Note caro leitor, que a democratização do acesso às oportunidades de leilões eletrônicos diariamente realizados pela internet gerou a facilidade de participação, contudo, tal amplitude não pode ser motivo para a ausência de análises para a participação no leilão, tanto a análise jurídica como também a análise financeira se mostram imprescindíveis para uma arrematação consciente, buscando assim afastar a “maldição do vencedor”.
Conclusão:
Sem ter a pretensão de esgotar o tema, mas sim de te provocar à reflexão, a principal conclusão é a de que se você é a pessoa interessada em arrematar procure uma assessoria especializada para te amparar na análise jurídica e te auxiliar na análise financeira da oportunidade em leilão e, se você é advogada(o) busque aprimorar o seu conhecimento para atuar nesta área que é extremamente lucrativa para a advocacia.
1 Disponível em: https://www.cnnbrasil.com.br/economia/macroeconomia/paul-milgrom-e-robert-wilson-sao-os-ganhadores-do-nobel-de-economia/
2 Nesse ponto deve ter cuidado com a base de cálculo estabelecida por alguns municípios, por exemplo São Paulo crio o chamado valor venal de referência para servir de base de cálculo para o ITBI, critério este muito discutido nos tribunais.

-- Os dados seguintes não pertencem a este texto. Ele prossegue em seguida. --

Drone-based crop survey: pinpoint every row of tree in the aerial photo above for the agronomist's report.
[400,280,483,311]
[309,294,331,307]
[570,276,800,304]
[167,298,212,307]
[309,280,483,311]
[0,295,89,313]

3 Custos que dependem da forma com que é feita a desocupação do imóvel, podendo envolver eventual acordo entre o possuidor e o arrematante, bem como caso seja necessária a sua realização forçada despesas com diligência de oficial de justiça e os custos do depositário judicial, que dependem de localização, tamanho do imóvel e tipos e quantidades de bens a serem retirados.
4 Na medida em que a partir da arrematação as obrigações de natureza “propter rem”, com base na jurisprudência dominante, passam a ser de responsabilidade do arrematante, independente da imissão na posse ser realizada, apesar de ser possível a cobrança desses valores de quem exerce a posse do imóvel, nem sempre é viável a sua realização.